Existe uma promessa de profundidade emocional dentro da estrutura de gênero. Como você construiu esse equilíbrio entre tensão, atmosfera e peso dramático?

É isso que faz um bom filme. Encontrar o ritmo, mas também criar algo que te surpreenda e que você não veja chegando. Essa é a parte divertida. Manter o público tentando adivinhar e levá-lo por uma jornada intensa. Esse é o trabalho do diretor. E, como também fui o montador do filme, encontrar o ritmo ideal é algo muito importante. Isso exige muito tempo e muita paciência. Mas eu gosto de tudo isso.

Com um elenco tão marcante, incluindo Tanner Beard, Jaime King, Michael Aaron Milligan e Katie Leclerc, como você trabalhou para encontrar a química certa entre os personagens e o tom geral do filme?

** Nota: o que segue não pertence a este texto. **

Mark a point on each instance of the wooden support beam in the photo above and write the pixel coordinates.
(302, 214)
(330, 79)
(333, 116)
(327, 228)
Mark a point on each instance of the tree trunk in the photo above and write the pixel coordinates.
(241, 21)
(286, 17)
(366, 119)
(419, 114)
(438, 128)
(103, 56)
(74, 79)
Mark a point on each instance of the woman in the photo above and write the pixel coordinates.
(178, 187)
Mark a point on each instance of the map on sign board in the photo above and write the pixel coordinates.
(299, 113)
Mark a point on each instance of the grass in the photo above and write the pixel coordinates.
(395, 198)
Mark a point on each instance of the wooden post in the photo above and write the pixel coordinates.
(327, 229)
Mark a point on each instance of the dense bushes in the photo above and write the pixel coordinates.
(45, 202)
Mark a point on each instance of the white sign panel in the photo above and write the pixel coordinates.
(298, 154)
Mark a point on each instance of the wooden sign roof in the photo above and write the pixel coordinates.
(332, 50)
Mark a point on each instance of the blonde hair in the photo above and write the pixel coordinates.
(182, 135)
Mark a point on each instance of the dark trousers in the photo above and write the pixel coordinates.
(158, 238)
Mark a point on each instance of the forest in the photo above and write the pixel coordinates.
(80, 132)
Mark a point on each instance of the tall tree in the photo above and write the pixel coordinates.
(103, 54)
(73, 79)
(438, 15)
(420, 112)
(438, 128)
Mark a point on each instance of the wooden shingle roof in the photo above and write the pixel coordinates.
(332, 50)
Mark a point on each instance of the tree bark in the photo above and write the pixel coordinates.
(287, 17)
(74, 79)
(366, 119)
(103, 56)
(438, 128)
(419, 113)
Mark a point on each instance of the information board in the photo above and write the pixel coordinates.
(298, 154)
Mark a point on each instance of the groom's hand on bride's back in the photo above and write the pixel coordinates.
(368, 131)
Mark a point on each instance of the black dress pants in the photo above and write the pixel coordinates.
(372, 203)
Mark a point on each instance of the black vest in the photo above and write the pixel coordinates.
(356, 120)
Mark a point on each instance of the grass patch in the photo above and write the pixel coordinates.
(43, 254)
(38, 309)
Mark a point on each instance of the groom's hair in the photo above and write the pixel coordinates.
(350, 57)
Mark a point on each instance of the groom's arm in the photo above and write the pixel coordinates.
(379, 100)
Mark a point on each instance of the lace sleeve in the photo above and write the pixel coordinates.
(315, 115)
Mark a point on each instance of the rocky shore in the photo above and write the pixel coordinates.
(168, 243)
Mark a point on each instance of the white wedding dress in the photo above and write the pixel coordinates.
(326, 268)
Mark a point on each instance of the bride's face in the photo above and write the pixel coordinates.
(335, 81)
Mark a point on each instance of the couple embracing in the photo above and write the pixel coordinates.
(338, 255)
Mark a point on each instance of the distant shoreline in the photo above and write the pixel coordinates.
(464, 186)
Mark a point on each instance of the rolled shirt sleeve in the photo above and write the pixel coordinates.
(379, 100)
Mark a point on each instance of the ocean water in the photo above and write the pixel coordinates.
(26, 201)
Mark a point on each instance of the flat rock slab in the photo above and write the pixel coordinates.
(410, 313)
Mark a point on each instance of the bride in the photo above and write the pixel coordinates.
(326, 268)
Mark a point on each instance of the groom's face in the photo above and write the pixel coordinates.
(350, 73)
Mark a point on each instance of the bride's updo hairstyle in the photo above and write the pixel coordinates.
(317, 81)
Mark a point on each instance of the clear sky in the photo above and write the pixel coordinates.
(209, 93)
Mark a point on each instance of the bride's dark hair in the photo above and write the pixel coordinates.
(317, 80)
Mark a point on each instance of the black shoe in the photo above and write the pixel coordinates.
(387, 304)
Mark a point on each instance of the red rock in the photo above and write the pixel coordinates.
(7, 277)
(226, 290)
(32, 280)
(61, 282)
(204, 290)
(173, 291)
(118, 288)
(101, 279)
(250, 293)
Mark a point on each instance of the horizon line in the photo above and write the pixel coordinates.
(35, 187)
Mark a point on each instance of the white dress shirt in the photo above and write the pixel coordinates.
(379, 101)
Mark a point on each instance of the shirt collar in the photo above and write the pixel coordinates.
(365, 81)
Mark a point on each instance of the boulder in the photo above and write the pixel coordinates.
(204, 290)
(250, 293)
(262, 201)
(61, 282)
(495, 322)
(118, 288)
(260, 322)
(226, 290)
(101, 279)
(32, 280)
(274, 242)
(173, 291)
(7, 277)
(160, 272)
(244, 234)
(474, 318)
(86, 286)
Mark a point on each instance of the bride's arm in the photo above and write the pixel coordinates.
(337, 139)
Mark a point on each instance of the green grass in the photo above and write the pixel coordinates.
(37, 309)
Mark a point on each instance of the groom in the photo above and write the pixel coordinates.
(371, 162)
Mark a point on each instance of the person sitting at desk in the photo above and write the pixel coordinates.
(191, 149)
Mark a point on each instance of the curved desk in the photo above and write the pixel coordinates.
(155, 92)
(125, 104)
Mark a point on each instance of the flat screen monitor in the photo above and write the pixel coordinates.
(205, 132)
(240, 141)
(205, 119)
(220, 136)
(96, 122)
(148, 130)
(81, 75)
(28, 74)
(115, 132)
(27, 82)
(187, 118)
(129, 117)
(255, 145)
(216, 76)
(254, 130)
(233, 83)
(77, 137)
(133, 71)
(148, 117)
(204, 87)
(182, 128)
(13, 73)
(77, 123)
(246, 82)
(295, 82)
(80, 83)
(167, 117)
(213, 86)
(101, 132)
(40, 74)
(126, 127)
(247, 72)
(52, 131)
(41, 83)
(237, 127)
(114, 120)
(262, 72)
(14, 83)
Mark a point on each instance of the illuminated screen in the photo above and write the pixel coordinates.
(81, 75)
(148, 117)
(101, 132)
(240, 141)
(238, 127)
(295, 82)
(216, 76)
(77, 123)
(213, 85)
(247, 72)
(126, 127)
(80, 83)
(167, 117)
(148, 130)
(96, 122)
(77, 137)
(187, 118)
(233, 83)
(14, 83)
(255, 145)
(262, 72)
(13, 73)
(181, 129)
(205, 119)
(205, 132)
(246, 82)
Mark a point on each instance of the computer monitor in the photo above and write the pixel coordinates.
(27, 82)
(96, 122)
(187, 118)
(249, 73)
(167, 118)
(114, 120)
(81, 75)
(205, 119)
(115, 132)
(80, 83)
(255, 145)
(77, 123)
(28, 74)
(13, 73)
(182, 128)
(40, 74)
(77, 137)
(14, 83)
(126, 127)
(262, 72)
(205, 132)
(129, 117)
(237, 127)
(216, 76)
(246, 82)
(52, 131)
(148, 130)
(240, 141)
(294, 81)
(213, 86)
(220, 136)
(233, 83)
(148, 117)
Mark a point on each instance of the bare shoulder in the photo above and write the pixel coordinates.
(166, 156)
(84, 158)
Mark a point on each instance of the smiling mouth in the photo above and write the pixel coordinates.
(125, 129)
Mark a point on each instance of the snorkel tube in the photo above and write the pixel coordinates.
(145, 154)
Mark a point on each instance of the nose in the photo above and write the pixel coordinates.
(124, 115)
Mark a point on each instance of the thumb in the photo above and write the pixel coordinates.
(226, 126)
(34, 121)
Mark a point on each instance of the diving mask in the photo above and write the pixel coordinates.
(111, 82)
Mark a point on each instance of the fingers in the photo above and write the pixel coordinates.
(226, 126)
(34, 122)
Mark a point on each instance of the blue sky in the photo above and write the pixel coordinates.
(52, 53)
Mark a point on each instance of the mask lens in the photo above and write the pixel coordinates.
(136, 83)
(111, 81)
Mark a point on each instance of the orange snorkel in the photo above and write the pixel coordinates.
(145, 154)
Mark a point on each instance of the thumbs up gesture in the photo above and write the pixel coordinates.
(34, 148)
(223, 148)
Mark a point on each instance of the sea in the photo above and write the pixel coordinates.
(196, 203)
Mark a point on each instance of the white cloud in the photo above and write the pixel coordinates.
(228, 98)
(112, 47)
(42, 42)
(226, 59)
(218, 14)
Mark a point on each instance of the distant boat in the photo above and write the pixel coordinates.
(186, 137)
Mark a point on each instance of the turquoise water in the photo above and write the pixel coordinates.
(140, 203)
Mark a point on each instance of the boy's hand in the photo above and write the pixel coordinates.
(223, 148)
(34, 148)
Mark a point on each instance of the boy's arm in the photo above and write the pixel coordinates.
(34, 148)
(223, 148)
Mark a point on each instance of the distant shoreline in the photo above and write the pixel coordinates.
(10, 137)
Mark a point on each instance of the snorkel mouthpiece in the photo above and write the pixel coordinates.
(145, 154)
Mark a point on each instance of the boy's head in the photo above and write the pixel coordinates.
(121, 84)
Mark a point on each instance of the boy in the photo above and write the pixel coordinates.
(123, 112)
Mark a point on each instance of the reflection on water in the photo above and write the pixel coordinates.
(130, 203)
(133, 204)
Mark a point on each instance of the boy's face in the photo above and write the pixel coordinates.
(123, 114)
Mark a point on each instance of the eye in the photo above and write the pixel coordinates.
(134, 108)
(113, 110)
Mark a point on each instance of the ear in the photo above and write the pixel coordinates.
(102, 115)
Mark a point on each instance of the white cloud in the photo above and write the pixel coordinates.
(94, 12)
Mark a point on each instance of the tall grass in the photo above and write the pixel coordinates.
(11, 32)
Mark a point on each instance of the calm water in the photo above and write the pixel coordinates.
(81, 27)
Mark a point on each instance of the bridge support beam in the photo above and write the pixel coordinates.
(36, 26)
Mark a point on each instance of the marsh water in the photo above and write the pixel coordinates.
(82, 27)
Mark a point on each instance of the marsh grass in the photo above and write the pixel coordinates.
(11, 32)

Bem, é por isso que você contrata atores talentosos. O trabalho deles é facilitar a minha vida, não torná-la mais difícil. Os nomes que você mencionou são todos veteranos experientes. Tanner está incrível neste filme e carrega o peso do longa nos ombros, o que não foi uma tarefa simples. Eu realmente amo trabalhar com atores. É uma colaboração muito poderosa. Estudei atuação durante metade da minha vida. Na verdade, por um tempo achei que iria me concentrar em estar diante das câmeras, mas minha paixão acabou sendo o cinema como realizador. Há algo muito intenso em estar na linha de frente com a sua equipe. Eu também trabalho ao lado do meu irmão, Kieran, que é meu diretor de fotografia. Então essa é uma colaboração muito especial. Somos obcecados por cinema a vida inteira. Agora estamos fazendo filmes. A vida é surreal.

Olhando para Blood Behind Us agora, que tipo de experiência você espera que o público leve consigo depois de assistir ao filme?

Para ser honesto, espero que as pessoas realmente gostem do filme e voltem para assistir ao maior número possível de filmes do Michael Madsen. Aquele homem é realmente um dos maiores a já brilhar na tela grande. Descanse em paz, lenda.